If all this sounds very negative – well, yes it is. But it’s also realistic. Bad, or challenging, things do happen to any of us, and sometimes life or fate is so terribly unkind that bad, or challenging, things happen over and over again to the same families. What I wanted was for someone to look me in the eye and say “I promise everything will be OK”. But of course, they couldn’t.
At my 20 weeks scan, I was reassured that there were no obvious structural abnormalities which was reassuring. I know that most ‘incompatible with life’ issues are picked up at this point. However, I just refocused my worries along a different path. I was convinced my baby would be still born. I was back and forth to the hospital to check movements and heart rate. Without fail, everyone was lovely and reassuring and kept telling me to come back as often as I needed.
I went overdue, which worried me even more. I’d never been that worried about dates with my other three boys, but this time was different. I had additional scans to check blood flow through the cord and this reassured me – for 24 hours. I’d lay awake in bed waiting for my baby to move.
By 41 weeks I asked to be induced. I never thought I’d be asking for an induction. On the day, I couldn’t sit still or concentrate. I just wanted my baby in my arms. In the end he was born in 40 minutes.
He’s bonny and bright and very healing for me. But when I look back on my pregnancy with him, I honestly think I went a tiny bit mad. I also know that actually, of course it was going to be tough. Logically I knew I was being over anxious – but I just couldn’t stop it.
I count my blessings every day. I’ve got four happy, healthy boys. My fourth son is my last baby, so I’m doing my best to enjoy every minute of it.
This is the third in our mini series from our guest blogger, Rae. A big Take 5 and chat ‘thank you’ to Rae, for sharing her story so far. We look forward to hearing more in the future!
Prader-Willi syndrome (PWS) was first described in 1956 by Swiss doctors, Prof. A Prader, Dr A Labhart and Dr H Willi, who recognised the condition as having unique and clearly definable features.

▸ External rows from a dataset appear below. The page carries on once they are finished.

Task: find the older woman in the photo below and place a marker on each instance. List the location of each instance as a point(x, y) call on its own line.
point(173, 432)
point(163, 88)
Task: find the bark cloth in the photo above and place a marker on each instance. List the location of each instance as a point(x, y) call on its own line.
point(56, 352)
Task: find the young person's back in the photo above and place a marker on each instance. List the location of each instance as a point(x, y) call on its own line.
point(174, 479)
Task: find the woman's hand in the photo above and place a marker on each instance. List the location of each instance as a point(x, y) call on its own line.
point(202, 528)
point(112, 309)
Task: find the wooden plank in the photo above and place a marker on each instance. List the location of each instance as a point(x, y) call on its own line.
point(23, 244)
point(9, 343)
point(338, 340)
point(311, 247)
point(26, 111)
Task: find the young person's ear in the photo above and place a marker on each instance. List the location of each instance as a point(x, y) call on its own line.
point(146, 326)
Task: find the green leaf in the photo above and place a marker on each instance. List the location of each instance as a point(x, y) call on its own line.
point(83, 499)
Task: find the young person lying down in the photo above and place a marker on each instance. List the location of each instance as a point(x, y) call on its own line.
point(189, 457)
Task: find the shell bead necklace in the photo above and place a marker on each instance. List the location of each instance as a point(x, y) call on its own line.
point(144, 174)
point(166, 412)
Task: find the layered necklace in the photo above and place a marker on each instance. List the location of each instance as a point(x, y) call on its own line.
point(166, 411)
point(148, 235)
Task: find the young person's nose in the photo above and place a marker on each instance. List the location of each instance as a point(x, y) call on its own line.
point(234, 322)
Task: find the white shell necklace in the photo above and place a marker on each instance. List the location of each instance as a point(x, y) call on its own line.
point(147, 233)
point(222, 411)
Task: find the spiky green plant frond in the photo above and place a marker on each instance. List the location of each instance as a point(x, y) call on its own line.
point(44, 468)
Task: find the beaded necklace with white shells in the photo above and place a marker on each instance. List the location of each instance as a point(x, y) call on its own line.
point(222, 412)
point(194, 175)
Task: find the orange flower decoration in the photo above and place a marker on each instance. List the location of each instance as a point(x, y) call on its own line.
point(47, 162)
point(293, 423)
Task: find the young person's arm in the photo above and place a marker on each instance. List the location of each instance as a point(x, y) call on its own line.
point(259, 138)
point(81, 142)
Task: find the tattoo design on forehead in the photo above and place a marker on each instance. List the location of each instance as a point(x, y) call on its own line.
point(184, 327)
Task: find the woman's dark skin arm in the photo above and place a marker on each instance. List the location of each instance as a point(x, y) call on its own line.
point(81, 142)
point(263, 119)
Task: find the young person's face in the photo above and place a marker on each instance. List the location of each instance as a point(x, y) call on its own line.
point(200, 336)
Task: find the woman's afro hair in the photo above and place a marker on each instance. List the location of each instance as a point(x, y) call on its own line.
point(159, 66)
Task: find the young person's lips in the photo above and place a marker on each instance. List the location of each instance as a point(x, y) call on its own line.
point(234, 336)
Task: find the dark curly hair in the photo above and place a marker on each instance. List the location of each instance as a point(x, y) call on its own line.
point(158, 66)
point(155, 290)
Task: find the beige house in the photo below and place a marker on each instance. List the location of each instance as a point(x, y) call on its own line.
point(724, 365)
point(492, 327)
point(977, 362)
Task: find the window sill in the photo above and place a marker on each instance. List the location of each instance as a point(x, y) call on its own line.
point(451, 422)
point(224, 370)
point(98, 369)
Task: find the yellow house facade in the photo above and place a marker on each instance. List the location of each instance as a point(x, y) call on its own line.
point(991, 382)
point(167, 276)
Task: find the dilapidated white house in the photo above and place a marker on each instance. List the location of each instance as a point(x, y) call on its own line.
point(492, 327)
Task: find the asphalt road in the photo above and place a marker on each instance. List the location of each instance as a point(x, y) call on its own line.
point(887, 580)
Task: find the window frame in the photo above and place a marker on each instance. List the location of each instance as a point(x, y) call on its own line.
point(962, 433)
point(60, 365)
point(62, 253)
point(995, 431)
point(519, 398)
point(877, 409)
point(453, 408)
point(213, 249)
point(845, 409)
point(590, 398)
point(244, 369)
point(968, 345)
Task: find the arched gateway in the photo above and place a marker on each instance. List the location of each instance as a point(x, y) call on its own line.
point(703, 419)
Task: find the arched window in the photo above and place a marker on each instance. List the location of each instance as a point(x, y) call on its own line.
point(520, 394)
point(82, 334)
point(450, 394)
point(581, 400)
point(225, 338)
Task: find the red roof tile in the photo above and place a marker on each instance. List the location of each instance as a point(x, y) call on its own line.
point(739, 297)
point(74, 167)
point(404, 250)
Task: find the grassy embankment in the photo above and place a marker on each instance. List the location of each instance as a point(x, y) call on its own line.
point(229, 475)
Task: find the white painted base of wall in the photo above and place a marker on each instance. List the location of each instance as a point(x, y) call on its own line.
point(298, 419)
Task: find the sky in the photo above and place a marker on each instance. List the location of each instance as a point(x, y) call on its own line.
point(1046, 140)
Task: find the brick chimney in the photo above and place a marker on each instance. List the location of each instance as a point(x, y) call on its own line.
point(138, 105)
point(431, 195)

These features are, as medically described:
- Hypotonia: weak muscle tone, and floppiness at birth.
- Hypogonadism: immature development of sexual organs and other sexual characteristics.
- Obesity: caused by excessive appetite and overeating (hyperphagia), and a decreased calorific requirement owing to low energy expenditure levels. (Obesity is not normally a feature of those whose food intake is strictly controlled.)
- Central nervous system and endocrine gland dysfunction: causing varying degrees of learning disability, short stature, hyperphagia, somnolence (excessive sleepiness), and poor emotional and social development.